FDA Approves NDA for Poziotinib from Hanmi Pharm and Begins Official Review
The US Food and Drug Administration (FDA) has approved the New Drug Application (NDA) for sale and marketing of first-in-class anti-cancer drug, Poziotinib, developed by Hanmi Pharmaceutical in the United States and has begun an official review.
Hanmi Pharm’s partner, Spectrum Pharmaceuticals, announced on February 11 that the FDA had approved the NDA for Poziotinib as a “treatment for locally advanced or metastatic non-small cell lung cancer (NSCLC) with HER2 exon20 insertion mutation” and begun the official process for marketing approval.
To date, there have not been any FDA-approved treatment for the same indication as Poziotinib, the NDA for which was filed based on Cohort 2 (HER2 exon 20 mutation-positive NSCLC who have received treatment in the past) in ZENITH20, a clinical study conducted to evaluate the safety and efficacy of Poziotinib. The FDA will make its decision on final approval by November 24 this year in accordance with the Prescription Drug User Fee Act (PDUFA).
According to Hanmi Pharm, the FDA stated that it is important to proceed with a confirmatory trial, which corresponds to a Phase 3 clinical trial for approval, and requested additional information regarding the drug dosage and directions. The FDA is also not planning to hold an advisory committee meeting on the NDA.
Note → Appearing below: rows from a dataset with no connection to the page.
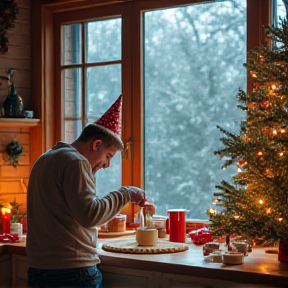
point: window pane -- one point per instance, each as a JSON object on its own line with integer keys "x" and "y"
{"x": 73, "y": 129}
{"x": 104, "y": 87}
{"x": 71, "y": 44}
{"x": 281, "y": 12}
{"x": 104, "y": 40}
{"x": 72, "y": 92}
{"x": 193, "y": 67}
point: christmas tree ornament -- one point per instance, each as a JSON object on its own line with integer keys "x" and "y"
{"x": 254, "y": 204}
{"x": 111, "y": 121}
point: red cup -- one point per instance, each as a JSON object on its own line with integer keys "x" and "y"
{"x": 177, "y": 225}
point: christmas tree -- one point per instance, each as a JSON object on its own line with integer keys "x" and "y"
{"x": 255, "y": 203}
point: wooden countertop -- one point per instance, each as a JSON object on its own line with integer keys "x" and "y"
{"x": 258, "y": 267}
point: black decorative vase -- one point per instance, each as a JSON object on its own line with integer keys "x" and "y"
{"x": 283, "y": 250}
{"x": 13, "y": 105}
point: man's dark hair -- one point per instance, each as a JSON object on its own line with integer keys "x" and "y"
{"x": 93, "y": 132}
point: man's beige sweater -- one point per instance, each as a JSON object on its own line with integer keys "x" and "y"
{"x": 63, "y": 210}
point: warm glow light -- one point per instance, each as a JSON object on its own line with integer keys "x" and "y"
{"x": 211, "y": 211}
{"x": 5, "y": 210}
{"x": 268, "y": 210}
{"x": 245, "y": 138}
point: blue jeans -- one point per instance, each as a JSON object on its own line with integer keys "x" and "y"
{"x": 84, "y": 277}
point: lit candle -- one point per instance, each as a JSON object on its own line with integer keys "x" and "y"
{"x": 6, "y": 218}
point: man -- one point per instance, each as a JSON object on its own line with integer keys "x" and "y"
{"x": 63, "y": 210}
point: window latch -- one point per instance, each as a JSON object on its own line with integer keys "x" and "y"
{"x": 126, "y": 152}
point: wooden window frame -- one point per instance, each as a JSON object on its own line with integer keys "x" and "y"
{"x": 45, "y": 86}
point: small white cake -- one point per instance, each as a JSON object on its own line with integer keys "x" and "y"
{"x": 233, "y": 258}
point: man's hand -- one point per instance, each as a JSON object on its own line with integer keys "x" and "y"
{"x": 137, "y": 195}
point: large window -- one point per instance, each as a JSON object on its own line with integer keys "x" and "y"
{"x": 179, "y": 66}
{"x": 193, "y": 68}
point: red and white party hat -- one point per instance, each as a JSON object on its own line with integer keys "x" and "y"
{"x": 111, "y": 121}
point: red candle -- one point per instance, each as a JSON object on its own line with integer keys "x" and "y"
{"x": 6, "y": 218}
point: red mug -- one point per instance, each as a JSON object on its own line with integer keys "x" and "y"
{"x": 177, "y": 225}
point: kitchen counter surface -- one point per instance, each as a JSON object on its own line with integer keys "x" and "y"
{"x": 259, "y": 267}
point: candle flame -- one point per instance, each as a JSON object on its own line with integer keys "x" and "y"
{"x": 5, "y": 210}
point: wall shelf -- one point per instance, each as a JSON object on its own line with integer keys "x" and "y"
{"x": 18, "y": 122}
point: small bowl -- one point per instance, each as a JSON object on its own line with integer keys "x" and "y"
{"x": 146, "y": 236}
{"x": 233, "y": 258}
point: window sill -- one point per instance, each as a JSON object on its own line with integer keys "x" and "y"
{"x": 18, "y": 122}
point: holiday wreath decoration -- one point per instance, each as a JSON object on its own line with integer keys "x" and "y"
{"x": 8, "y": 12}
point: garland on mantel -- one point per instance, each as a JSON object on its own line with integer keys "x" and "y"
{"x": 8, "y": 12}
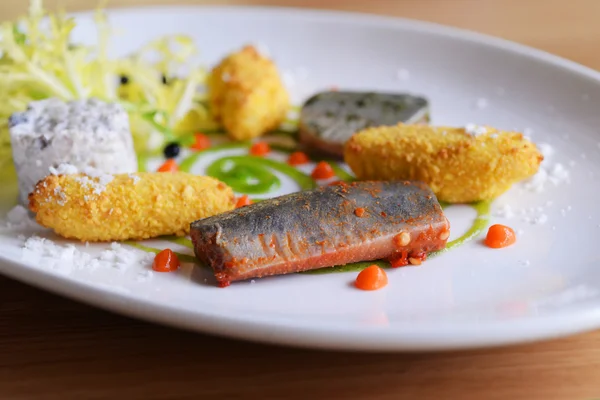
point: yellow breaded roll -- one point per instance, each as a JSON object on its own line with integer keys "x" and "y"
{"x": 461, "y": 165}
{"x": 246, "y": 94}
{"x": 127, "y": 206}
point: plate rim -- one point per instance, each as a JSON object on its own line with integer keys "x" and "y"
{"x": 372, "y": 339}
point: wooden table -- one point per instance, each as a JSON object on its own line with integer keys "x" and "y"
{"x": 52, "y": 348}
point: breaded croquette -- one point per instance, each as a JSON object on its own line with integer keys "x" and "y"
{"x": 247, "y": 95}
{"x": 127, "y": 206}
{"x": 461, "y": 165}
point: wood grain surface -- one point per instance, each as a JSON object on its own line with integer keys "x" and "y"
{"x": 53, "y": 348}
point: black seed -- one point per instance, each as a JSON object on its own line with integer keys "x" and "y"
{"x": 17, "y": 119}
{"x": 172, "y": 150}
{"x": 44, "y": 142}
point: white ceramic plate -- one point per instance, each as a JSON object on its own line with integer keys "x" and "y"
{"x": 546, "y": 285}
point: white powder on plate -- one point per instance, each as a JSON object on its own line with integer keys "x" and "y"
{"x": 64, "y": 169}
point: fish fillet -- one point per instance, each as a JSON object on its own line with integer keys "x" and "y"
{"x": 130, "y": 206}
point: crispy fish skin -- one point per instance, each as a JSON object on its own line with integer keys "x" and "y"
{"x": 321, "y": 228}
{"x": 458, "y": 166}
{"x": 247, "y": 95}
{"x": 131, "y": 207}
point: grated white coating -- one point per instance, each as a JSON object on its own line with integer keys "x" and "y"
{"x": 82, "y": 133}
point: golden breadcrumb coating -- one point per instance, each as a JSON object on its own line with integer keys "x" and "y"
{"x": 130, "y": 207}
{"x": 460, "y": 167}
{"x": 247, "y": 95}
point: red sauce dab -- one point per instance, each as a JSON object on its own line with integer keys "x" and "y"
{"x": 371, "y": 278}
{"x": 323, "y": 171}
{"x": 166, "y": 261}
{"x": 260, "y": 149}
{"x": 500, "y": 236}
{"x": 298, "y": 158}
{"x": 201, "y": 142}
{"x": 243, "y": 201}
{"x": 169, "y": 166}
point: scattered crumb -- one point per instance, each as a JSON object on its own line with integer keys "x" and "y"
{"x": 528, "y": 132}
{"x": 135, "y": 178}
{"x": 504, "y": 212}
{"x": 475, "y": 130}
{"x": 403, "y": 74}
{"x": 18, "y": 218}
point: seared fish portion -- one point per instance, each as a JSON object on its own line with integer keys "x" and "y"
{"x": 461, "y": 165}
{"x": 329, "y": 119}
{"x": 127, "y": 206}
{"x": 247, "y": 95}
{"x": 328, "y": 226}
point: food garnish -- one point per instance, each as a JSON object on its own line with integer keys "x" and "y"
{"x": 500, "y": 236}
{"x": 243, "y": 201}
{"x": 323, "y": 171}
{"x": 247, "y": 95}
{"x": 201, "y": 142}
{"x": 318, "y": 228}
{"x": 168, "y": 166}
{"x": 40, "y": 59}
{"x": 329, "y": 119}
{"x": 82, "y": 133}
{"x": 166, "y": 261}
{"x": 461, "y": 165}
{"x": 172, "y": 150}
{"x": 102, "y": 207}
{"x": 371, "y": 278}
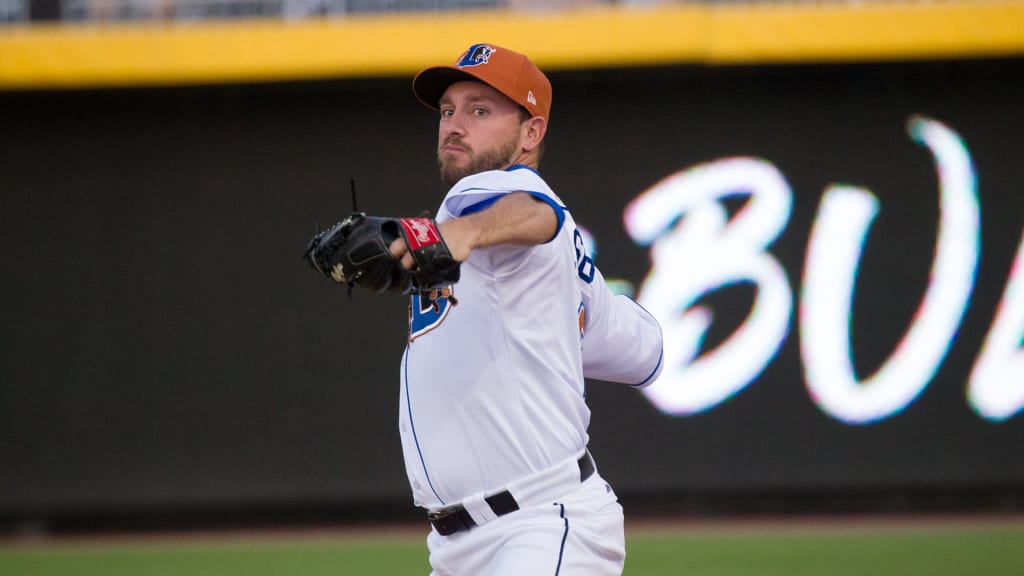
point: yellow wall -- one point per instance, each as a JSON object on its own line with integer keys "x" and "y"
{"x": 120, "y": 54}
“The FDA approval of the New Drug Application is a crucial step in advancing the treatment of patients with HER2 exon20 insertion mutation-positive lung cancer, for which there is an unmet demand because there is no specific treatment at present,” said Tom Riga, CEO of Spectrum Pharmaceuticals. Kwon Se-chang, CEO of Hanmi Pharm, said, “We have officially entered the final gateway for FDA approval of Poziotinib. [...] We will work closely with our partner, Spectrum, for successful marketing approval of Poziotinib.”